Volkswagen Group confirmed on Tuesday that around 20,000 employees will voluntarily leave the company by 2030 as part of its sweeping restructuring plans aimed at reducing factory costs and adapting to shifting global demand.
The job cuts, part of a broader agreement made in December to trim 35,000 positions and scale back production by over 700,000 units, reflect a strategic shift at Europe’s largest automaker. The cuts, which will affect about a quarter of the VW brand’s German workforce, are being implemented through early retirements, standard retirements, and severance agreements.
“With measurable progress on factory costs in Wolfsburg and socially responsible job cuts at Volkswagen AG’s six German sites alone, we are accelerating our transformation,” said Gunnar Kilian, Volkswagen’s Human Resources Chief and board member, during a company assembly at its Wolfsburg headquarters.
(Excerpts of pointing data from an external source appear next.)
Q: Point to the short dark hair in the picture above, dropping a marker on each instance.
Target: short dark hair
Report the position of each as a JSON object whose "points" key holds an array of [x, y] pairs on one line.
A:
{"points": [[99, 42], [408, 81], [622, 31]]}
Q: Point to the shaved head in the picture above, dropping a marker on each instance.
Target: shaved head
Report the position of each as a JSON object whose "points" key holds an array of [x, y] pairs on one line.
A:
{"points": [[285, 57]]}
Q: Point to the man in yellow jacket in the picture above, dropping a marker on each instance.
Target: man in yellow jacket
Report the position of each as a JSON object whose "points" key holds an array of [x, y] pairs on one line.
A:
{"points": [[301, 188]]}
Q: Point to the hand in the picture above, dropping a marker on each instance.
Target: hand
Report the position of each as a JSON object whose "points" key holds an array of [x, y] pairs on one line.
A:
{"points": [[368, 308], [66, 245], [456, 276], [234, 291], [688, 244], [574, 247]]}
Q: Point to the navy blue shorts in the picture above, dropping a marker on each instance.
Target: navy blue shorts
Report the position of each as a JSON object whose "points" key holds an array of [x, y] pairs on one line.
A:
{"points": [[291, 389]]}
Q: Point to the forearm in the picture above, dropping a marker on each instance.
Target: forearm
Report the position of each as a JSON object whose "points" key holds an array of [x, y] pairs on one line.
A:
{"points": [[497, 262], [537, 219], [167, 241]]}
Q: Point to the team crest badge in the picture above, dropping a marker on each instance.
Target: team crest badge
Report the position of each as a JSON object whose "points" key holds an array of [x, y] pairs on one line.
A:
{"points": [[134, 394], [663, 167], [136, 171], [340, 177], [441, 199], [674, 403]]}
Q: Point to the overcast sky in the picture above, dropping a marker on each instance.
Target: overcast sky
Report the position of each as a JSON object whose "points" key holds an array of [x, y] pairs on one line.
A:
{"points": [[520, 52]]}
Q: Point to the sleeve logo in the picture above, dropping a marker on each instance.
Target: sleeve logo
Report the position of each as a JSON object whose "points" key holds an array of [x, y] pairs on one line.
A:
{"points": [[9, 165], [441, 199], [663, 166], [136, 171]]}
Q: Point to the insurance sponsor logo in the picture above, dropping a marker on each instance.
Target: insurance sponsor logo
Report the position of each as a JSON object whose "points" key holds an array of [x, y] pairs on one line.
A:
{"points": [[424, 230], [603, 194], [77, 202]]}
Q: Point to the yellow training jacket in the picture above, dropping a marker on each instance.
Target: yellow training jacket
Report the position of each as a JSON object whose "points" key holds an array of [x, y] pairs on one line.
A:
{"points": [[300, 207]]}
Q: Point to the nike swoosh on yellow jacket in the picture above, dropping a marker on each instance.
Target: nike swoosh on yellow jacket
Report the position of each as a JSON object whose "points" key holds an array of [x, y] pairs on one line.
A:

Volkswagen, which employs over 120,000 people in Germany under the VW brand alone, is grappling with rising operating costs, lagging electric vehicle (EV) profitability, and stiff competition from Chinese automakers. Kilian assured workers the departures had already been contractually agreed and emphasized they are “socially responsible.”
The majority of these exits are expected through retirements, though the automaker has not disclosed how many employees will receive severance packages. In 2023, Volkswagen earmarked €900 million for voluntary exit payments and related restructuring costs.
Also addressing employees, VW Brand Chief Financial Officer David Powels acknowledged the urgency behind the transformation. “We need to address excessive investment, low returns on electric vehicles, and a break-even point that is too high,” he said.
Volkswagen’s sister brands, Audi and Porsche, are also undergoing headcount reductions as the company pushes for leaner operations in response to global market pressures.